REPUBLIKA.CO.ID, JAKARTA -- Industri financial technology (fintech) terutama peer-to-peer (P2P) lending masih menghadapi tantangan pada tahun depan. Pelaku fintech perlu mengantisipasi tantangan yang ada pada tahun politik tersebut.
Ketua Asosiasi Fintech Pendanaan Bersama Indonesia (AFPI) Adrian Gunadi mengatakan, tantangan pertama terkait risiko kredit (credit risk). "Jadi bagaimana antisipasinya tahun depan, apalagi 2019 merupakan tahun politik," katanya kepada wartawan di Jakarta, Rabu, (12/12).
Menurutnya masih ada ketidakpastian di pasar Indonesia. Maka, Adrian mengatakan, tantangan pada 2019 tidak hanya dihadapi fintech P2P lending tapi juga perbankan. "Karena di tahun politik akan terjadi volatility di market," katanya.
Tantangan kedua, kata dia, yakni bagaimana fintech dapat menjaga Operating Expenditure (opex) agar efisien. Bila fintech P2P lending bisa melakukan itu, berarti bisa menghadapi gejolak yang ada di tahun depan.
Tantangan ketiga, baginya, masih berkaitan dengan edukasi masyarakat. Pasalnya, masih banyak masyarakat yang belum tahu soal fintech.

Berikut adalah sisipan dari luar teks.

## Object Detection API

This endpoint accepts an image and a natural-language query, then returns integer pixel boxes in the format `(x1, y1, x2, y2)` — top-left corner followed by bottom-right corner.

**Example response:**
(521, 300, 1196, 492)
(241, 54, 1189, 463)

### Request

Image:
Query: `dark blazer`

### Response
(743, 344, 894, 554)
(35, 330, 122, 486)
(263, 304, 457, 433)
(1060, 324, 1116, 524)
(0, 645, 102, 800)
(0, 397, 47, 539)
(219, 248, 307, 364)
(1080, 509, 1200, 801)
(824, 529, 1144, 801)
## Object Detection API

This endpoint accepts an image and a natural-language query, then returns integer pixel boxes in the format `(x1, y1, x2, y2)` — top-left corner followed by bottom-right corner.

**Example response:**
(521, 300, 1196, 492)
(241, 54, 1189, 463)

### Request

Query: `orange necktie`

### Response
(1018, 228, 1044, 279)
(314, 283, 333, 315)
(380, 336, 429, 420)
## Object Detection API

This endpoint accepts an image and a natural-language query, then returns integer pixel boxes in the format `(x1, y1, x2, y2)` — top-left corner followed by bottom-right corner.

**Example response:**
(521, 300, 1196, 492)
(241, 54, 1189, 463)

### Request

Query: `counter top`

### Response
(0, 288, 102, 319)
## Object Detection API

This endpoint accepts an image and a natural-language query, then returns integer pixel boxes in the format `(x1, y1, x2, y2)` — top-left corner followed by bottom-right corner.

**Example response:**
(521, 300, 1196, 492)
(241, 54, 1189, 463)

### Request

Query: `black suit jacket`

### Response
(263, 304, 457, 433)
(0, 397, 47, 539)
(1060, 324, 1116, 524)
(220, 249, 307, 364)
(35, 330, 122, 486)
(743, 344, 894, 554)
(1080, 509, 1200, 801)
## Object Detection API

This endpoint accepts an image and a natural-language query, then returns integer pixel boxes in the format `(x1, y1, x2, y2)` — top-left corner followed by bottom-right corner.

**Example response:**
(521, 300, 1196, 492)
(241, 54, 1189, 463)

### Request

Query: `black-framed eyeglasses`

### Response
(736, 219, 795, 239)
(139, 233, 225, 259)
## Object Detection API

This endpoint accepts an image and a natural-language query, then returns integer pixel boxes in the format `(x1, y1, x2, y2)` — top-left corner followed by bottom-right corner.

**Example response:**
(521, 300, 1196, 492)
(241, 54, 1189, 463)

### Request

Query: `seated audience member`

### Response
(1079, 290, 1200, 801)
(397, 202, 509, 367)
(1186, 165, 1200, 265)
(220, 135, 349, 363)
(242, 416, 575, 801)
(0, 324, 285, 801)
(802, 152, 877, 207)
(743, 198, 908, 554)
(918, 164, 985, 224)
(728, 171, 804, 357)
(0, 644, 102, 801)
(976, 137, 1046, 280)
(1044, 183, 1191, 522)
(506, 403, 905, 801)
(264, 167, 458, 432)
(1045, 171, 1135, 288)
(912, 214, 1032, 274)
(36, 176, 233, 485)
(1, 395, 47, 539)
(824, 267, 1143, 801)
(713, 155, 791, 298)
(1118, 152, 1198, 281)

"Maka kita lakukan sosialisasi terus. Media juga kita minta bantuannya untuk dapat menginformasikan ke masyarakat perbedaan fintech dengan lembaga keuangan lainnya," tutur Adrian.
Lebih lanjut, kata dia, tahun depan ditargetkan total penyaluran pinjaman dari fintech P2P lending ke masyarakat mencapai Rp 20 triliun lebih. Sebelumnya data Otoritas Jasa Keuangan (OJK) per September 2018 mencatat, jumlah penyaluran pinjaman tersebut sudah menembus Rp 13,8 triliun.